Hallucinations, unstable results, tool call errors with UD-Q6_K_XL ?

#15
by tooltd - opened

I tried both versions UD-Q5_K_XL and UD-Q6_K_XL quants :
I used them for programming, and I found that UD-Q6_K_XL had a higher error rate than the UD-Q5_K_XL. It had very silly problems and unstable output. Has anyone else experienced this? @@

I have the same issue with UD-Q6_K_XL and the kilo code tool. The tool call failed even on a simple task.

I use the recommended parameter for coding task. With same prompt, when I run it repeatedly, there's one instance where the result is completely different from others, and it doesn't even comply with the prompt's requirements. 😂
It's hard to understand, I'll probably go back to Q5

Unsloth AI org

I tried both versions UD-Q5_K_XL and UD-Q6_K_XL quants :
I used them for programming, and I found that UD-Q6_K_XL had a higher error rate than the UD-Q5_K_XL. It had very silly problems and unstable output. Has anyone else experienced this? @@

I have the same issue with UD-Q6_K_XL and the kilo code tool. The tool call failed even on a simple task.

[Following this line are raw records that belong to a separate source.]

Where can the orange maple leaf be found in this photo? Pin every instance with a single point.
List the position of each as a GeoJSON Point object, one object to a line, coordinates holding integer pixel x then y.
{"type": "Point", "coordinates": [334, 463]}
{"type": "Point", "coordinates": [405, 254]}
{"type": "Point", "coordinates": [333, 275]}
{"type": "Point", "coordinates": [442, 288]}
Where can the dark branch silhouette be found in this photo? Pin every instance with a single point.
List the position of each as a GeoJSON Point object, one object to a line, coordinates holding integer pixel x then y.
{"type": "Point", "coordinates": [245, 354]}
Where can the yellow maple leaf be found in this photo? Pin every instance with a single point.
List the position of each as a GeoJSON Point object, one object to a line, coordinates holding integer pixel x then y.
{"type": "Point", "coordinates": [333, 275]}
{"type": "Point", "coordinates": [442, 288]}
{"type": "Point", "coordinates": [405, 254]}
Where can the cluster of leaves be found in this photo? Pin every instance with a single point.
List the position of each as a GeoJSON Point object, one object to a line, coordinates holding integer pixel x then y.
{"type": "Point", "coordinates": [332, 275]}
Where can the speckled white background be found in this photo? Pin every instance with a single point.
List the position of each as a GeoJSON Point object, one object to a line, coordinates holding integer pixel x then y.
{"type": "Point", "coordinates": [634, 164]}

Could be because the compute is not enough. We've seen many people saying the models don't load or it just breaks because of max memory use. If you get better results with Q5 then definitely stick with the smaller one

I have also been having tool calling issues on Q8_K_XL and Q8 from Bartowski too. I don't think it is an unsloth specific problem though.
https://huggingface.co/Qwen/Qwen3.6-35B-A3B/discussions/40

Unsloth AI org

I have also been having tool calling issues on Q8_K_XL and Q8 from Bartowski too. I don't think it is an unsloth specific problem though.
https://huggingface.co/Qwen/Qwen3.6-35B-A3B/discussions/40

Uusually it's to do with the tooling you're using, not necesarilly the model or quant. What tooling are you using?

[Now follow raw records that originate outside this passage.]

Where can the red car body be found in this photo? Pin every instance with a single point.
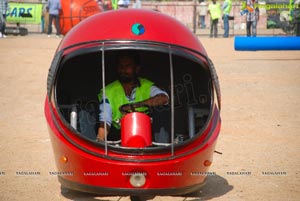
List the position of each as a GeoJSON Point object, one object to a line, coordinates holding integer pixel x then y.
{"type": "Point", "coordinates": [173, 168]}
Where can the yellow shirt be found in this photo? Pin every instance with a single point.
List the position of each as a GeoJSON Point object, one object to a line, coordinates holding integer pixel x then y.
{"type": "Point", "coordinates": [215, 10]}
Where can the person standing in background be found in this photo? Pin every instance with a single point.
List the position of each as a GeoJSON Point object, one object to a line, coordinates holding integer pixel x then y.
{"type": "Point", "coordinates": [202, 12]}
{"type": "Point", "coordinates": [54, 8]}
{"type": "Point", "coordinates": [3, 9]}
{"type": "Point", "coordinates": [252, 17]}
{"type": "Point", "coordinates": [226, 11]}
{"type": "Point", "coordinates": [45, 17]}
{"type": "Point", "coordinates": [214, 10]}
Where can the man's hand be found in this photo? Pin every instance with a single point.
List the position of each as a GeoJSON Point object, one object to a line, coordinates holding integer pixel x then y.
{"type": "Point", "coordinates": [101, 132]}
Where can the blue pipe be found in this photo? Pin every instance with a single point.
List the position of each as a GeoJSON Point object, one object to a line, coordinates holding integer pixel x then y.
{"type": "Point", "coordinates": [243, 43]}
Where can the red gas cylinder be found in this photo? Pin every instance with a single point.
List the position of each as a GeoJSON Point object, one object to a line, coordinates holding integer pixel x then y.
{"type": "Point", "coordinates": [136, 130]}
{"type": "Point", "coordinates": [74, 11]}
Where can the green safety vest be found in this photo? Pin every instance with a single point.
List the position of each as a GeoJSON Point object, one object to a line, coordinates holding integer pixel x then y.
{"type": "Point", "coordinates": [228, 8]}
{"type": "Point", "coordinates": [116, 96]}
{"type": "Point", "coordinates": [215, 10]}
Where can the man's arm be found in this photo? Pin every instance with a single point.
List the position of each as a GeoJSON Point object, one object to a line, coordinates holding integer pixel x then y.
{"type": "Point", "coordinates": [160, 99]}
{"type": "Point", "coordinates": [101, 132]}
{"type": "Point", "coordinates": [104, 117]}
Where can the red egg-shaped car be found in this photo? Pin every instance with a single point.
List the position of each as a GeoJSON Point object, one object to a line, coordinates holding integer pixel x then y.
{"type": "Point", "coordinates": [139, 163]}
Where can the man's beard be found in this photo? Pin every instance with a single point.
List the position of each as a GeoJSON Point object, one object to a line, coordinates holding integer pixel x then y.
{"type": "Point", "coordinates": [126, 79]}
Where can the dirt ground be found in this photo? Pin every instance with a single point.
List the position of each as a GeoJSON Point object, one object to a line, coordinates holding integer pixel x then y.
{"type": "Point", "coordinates": [259, 139]}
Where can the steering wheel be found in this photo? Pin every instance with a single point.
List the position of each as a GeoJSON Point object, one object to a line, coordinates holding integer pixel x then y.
{"type": "Point", "coordinates": [131, 107]}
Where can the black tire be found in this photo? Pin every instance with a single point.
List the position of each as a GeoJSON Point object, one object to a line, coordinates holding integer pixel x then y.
{"type": "Point", "coordinates": [135, 198]}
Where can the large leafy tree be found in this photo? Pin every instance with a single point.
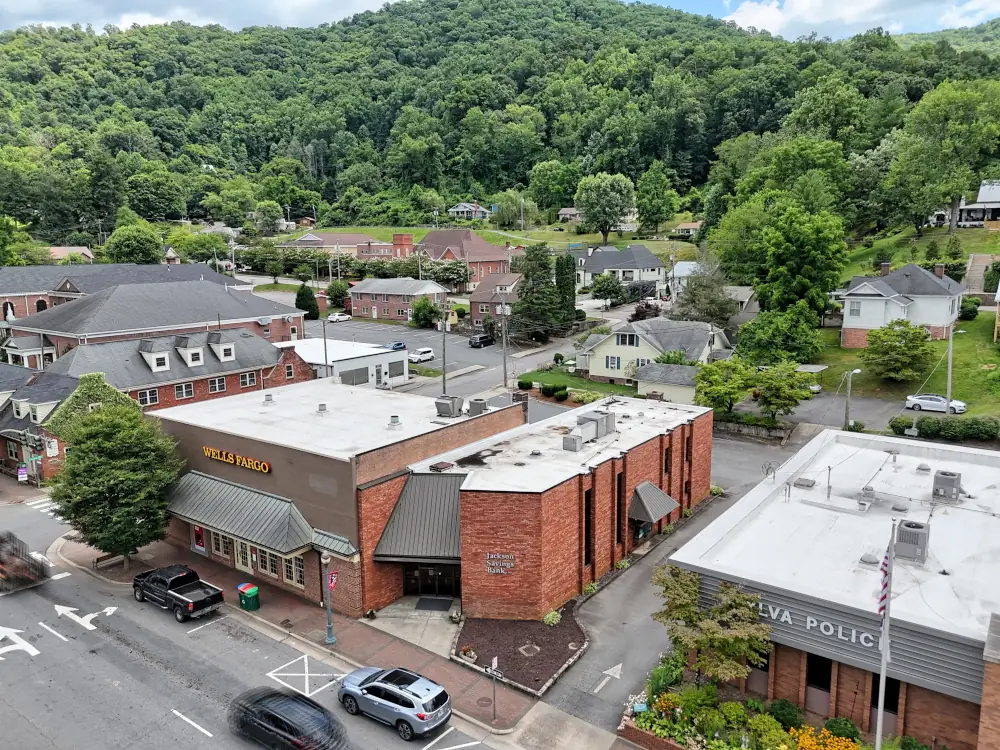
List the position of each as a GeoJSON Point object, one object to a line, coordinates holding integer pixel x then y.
{"type": "Point", "coordinates": [113, 484]}
{"type": "Point", "coordinates": [604, 200]}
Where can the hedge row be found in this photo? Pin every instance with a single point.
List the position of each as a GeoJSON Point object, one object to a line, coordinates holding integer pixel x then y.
{"type": "Point", "coordinates": [950, 428]}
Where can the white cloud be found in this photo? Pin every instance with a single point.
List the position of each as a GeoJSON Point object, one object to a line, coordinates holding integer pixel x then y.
{"type": "Point", "coordinates": [841, 18]}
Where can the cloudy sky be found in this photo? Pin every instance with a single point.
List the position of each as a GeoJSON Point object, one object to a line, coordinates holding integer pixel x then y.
{"type": "Point", "coordinates": [789, 18]}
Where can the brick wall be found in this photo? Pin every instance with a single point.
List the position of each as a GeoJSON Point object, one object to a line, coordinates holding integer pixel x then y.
{"type": "Point", "coordinates": [381, 583]}
{"type": "Point", "coordinates": [395, 457]}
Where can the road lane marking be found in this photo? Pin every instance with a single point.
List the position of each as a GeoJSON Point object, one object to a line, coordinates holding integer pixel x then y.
{"type": "Point", "coordinates": [60, 636]}
{"type": "Point", "coordinates": [207, 624]}
{"type": "Point", "coordinates": [182, 716]}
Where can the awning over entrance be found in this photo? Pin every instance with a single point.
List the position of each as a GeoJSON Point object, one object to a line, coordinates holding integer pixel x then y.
{"type": "Point", "coordinates": [251, 515]}
{"type": "Point", "coordinates": [650, 503]}
{"type": "Point", "coordinates": [424, 524]}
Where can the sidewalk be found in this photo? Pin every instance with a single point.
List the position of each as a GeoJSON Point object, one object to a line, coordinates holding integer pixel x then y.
{"type": "Point", "coordinates": [357, 642]}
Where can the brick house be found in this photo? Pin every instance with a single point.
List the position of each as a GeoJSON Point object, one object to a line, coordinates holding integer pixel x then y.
{"type": "Point", "coordinates": [137, 311]}
{"type": "Point", "coordinates": [465, 245]}
{"type": "Point", "coordinates": [911, 293]}
{"type": "Point", "coordinates": [490, 296]}
{"type": "Point", "coordinates": [163, 371]}
{"type": "Point", "coordinates": [392, 299]}
{"type": "Point", "coordinates": [812, 548]}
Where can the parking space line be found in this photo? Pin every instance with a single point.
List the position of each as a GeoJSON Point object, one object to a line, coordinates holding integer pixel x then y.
{"type": "Point", "coordinates": [182, 716]}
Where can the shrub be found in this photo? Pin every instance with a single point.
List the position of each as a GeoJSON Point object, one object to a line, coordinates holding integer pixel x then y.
{"type": "Point", "coordinates": [843, 727]}
{"type": "Point", "coordinates": [786, 713]}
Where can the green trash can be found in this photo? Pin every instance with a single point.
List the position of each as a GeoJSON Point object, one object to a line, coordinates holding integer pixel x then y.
{"type": "Point", "coordinates": [249, 597]}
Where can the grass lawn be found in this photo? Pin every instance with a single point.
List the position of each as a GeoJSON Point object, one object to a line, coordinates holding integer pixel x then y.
{"type": "Point", "coordinates": [560, 377]}
{"type": "Point", "coordinates": [973, 350]}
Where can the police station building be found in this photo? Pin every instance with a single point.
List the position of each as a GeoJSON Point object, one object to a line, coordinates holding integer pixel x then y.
{"type": "Point", "coordinates": [810, 540]}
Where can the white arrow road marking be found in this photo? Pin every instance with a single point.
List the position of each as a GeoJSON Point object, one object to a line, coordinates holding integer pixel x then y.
{"type": "Point", "coordinates": [60, 636]}
{"type": "Point", "coordinates": [19, 644]}
{"type": "Point", "coordinates": [179, 715]}
{"type": "Point", "coordinates": [70, 613]}
{"type": "Point", "coordinates": [615, 671]}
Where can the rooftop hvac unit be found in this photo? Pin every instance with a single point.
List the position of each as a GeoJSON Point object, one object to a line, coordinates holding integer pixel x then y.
{"type": "Point", "coordinates": [478, 406]}
{"type": "Point", "coordinates": [912, 538]}
{"type": "Point", "coordinates": [947, 485]}
{"type": "Point", "coordinates": [449, 406]}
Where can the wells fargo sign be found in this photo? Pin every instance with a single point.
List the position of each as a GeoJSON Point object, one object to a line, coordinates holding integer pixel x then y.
{"type": "Point", "coordinates": [235, 458]}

They have similar issues, unfortunatelly. Doom loop, disobeying skill instructions. 😕

the issue seems to be with the chat template. switching to the qwen3.5 chat template fixed all errors for me.

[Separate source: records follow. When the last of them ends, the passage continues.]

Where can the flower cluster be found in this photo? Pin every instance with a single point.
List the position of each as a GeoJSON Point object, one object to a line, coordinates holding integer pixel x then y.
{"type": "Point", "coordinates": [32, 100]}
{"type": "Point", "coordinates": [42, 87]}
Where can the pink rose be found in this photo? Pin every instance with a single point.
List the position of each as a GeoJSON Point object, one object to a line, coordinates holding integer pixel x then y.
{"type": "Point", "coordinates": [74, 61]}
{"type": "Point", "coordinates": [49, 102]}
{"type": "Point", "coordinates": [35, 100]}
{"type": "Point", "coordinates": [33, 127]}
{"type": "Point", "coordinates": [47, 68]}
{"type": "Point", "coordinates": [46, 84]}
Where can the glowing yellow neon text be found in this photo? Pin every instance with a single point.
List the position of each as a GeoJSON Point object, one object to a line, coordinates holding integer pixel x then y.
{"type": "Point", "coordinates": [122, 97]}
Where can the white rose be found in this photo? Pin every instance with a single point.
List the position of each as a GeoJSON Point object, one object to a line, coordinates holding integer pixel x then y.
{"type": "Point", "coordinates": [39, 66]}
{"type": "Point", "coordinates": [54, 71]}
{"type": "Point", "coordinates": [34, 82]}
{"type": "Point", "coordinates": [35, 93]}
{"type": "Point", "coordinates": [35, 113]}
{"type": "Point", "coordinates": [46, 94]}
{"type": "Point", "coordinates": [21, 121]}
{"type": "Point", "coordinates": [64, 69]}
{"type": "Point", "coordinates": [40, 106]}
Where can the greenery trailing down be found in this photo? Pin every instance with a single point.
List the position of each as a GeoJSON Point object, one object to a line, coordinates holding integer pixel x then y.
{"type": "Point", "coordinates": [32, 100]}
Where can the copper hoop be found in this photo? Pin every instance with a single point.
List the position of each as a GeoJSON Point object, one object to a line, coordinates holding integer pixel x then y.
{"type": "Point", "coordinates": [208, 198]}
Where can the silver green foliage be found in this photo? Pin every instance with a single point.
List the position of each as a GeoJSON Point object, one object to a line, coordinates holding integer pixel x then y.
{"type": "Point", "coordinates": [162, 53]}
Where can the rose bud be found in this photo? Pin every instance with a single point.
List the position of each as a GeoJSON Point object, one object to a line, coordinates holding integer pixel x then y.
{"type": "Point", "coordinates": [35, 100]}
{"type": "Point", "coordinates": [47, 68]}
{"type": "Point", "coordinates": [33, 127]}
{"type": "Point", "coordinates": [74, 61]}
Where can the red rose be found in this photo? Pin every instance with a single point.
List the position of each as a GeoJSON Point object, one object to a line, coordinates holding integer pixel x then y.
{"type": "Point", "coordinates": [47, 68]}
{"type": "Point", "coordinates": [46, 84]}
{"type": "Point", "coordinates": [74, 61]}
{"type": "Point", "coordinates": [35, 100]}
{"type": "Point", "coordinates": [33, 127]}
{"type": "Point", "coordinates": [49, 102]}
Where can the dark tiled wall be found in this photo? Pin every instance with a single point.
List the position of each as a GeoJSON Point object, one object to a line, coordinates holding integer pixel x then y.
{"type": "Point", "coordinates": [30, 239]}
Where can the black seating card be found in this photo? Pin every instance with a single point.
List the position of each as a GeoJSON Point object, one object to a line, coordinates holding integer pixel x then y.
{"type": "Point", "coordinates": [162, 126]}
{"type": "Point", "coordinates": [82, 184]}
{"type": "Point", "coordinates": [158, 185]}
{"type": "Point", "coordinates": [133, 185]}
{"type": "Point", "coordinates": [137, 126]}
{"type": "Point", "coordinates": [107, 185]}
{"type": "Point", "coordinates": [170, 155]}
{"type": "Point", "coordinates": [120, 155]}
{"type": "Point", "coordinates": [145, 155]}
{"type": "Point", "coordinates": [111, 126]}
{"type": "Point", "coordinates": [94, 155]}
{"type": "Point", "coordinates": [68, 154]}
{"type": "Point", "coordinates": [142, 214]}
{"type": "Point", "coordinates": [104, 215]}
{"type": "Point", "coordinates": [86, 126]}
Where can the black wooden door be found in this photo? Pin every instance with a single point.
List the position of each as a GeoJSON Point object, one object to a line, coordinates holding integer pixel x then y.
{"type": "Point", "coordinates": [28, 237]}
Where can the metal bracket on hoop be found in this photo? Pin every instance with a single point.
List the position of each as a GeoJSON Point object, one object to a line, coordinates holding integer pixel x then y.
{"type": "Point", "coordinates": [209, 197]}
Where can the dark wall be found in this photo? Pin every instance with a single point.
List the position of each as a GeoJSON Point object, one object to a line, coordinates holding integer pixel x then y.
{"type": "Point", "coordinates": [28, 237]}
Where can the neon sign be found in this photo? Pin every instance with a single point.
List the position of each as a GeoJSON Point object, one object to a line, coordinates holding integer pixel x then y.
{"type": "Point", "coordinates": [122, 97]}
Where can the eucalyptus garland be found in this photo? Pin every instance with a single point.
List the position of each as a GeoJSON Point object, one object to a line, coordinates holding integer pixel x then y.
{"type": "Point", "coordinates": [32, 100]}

@shuasimodo would you mind to share your template reference? ☺️

sorry about that. just this file: https://huggingface.co/Qwen/Qwen3.5-35B-A3B/raw/main/chat_template.jinja
just download it and link to it as your chat template file in llama.cpp or whatever you're using for inference.

Yeah Q6_K_XL seems to take ages to load and then goes like 6.7t/s.
Works with v11 template from here: https://huggingface.co/froggeric/Qwen-Fixed-Chat-Templates

Q6_K seems at least 2x faster

Yeah Q6_K_XL seems to take ages to load and then goes like 6.7t/s.
Works with v11 template from here: https://huggingface.co/froggeric/Qwen-Fixed-Chat-Templates

Q6_K seems at least 2x faster

@MortiDahlaine

This is because of mainly improper use of f32 upcasting during quantization in an aim to achieve higher quality.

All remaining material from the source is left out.